On the Waikato’s west coast, the report also shows an increase in the potential wave height, although it still concludes that the risk is lower when compared with the region’s east coast.

“We have been well aware of the risks tsunami pose to our coastal communities for some time, and along with the regional council, district councils and other partners have been doing a lot of work on assessing and planning for the risks we face,” said Waikato Civil Defence Emergency Management Group controller Lee Hazlewood.

“We will now be doing more work to understand the implications of the ministry’s new information for this existing work in the Waikato, what extra risks it might mean, and what the implications are for our coastal communities and for our emergency response planning.

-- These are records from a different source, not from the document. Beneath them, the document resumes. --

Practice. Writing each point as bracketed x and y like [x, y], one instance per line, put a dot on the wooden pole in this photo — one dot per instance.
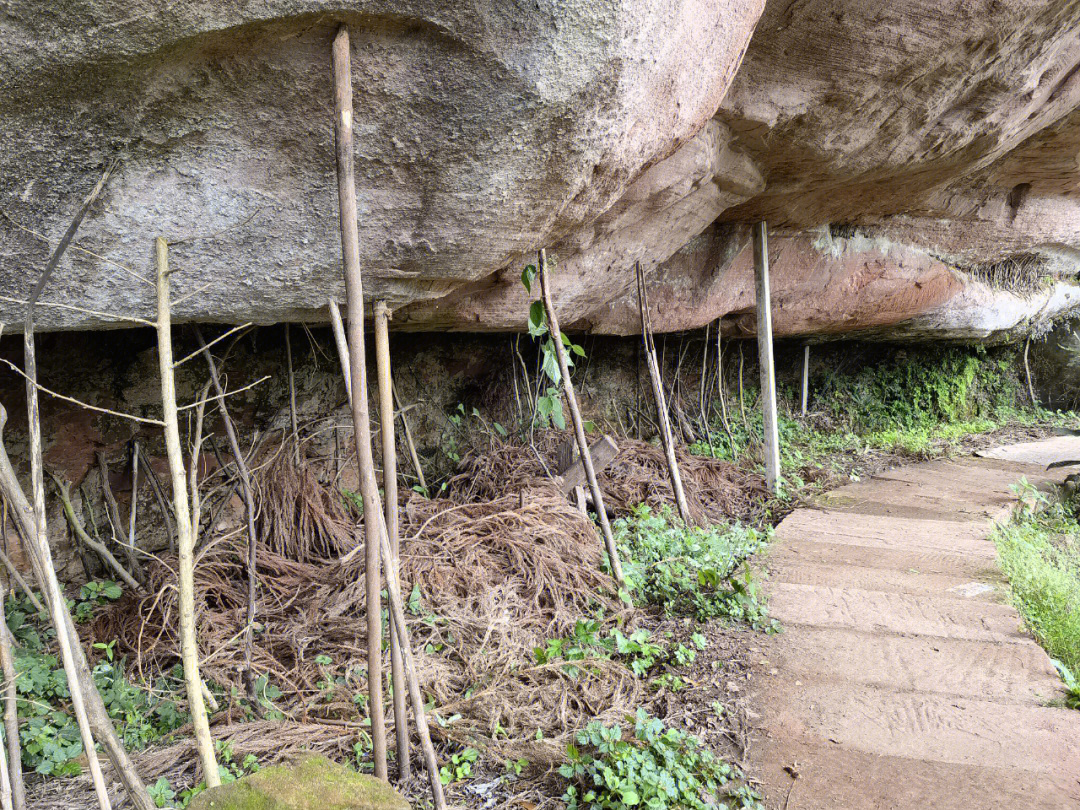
[658, 393]
[806, 376]
[342, 346]
[579, 428]
[100, 723]
[765, 355]
[382, 316]
[358, 373]
[397, 611]
[185, 535]
[39, 529]
[10, 710]
[414, 457]
[292, 396]
[247, 493]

“Also, this new risk assessment reinforces the need for those living near the coast to know what to do when they sense natural warnings, such as a big earthquake, or receive other warnings about a possible or actual tsunami on the way.

“We strongly encourage people to be aware of natural warning signs, local warning systems and evacuation routes so that they can take prompt action.

“One of the key messages for people in coastal communities is that if you feel a strong earthquake, an unusually long earthquake, or notice a rapid drop in the sea level, you should immediately head for high ground or inland as far as possible. Do not wait for official warnings.”

Mr Hazlewood said Waikato Civil Defence would be liaising with regional council specialists and others on the implications of the new data for civil defence planning.

The regional council’s community safety programme manager Adam Munro said the council, along with Thames-Coromandel District Council and local communities, was already implementing an Eastern Coromandel Tsunami Strategy to assess and plan for the risks faced by tsunami.

This followed earlier new research for the council indicating a greater risk on the east coast than previously thought from tsunami generated by powerful earthquakes in the Tonga-Kermadec trench to the north-east of New Zealand.

“The new national data will help us further in our planning for Coromandel communities.”

Whitianga’s planning for tsunami under the Eastern Coromandel Tsunami Strategy is well-advanced, while progress is also being made with the Tairua-Pauanui community. Other east coast communities will be addressed later.

“The national data is a very timely reminder that we can’t afford to be complacent about the risks we face on both of our coastlines. Without being alarmist or suggesting anything is imminent, it’s really not a case of if a big tsunami will strike again but when,” said Mr Munro.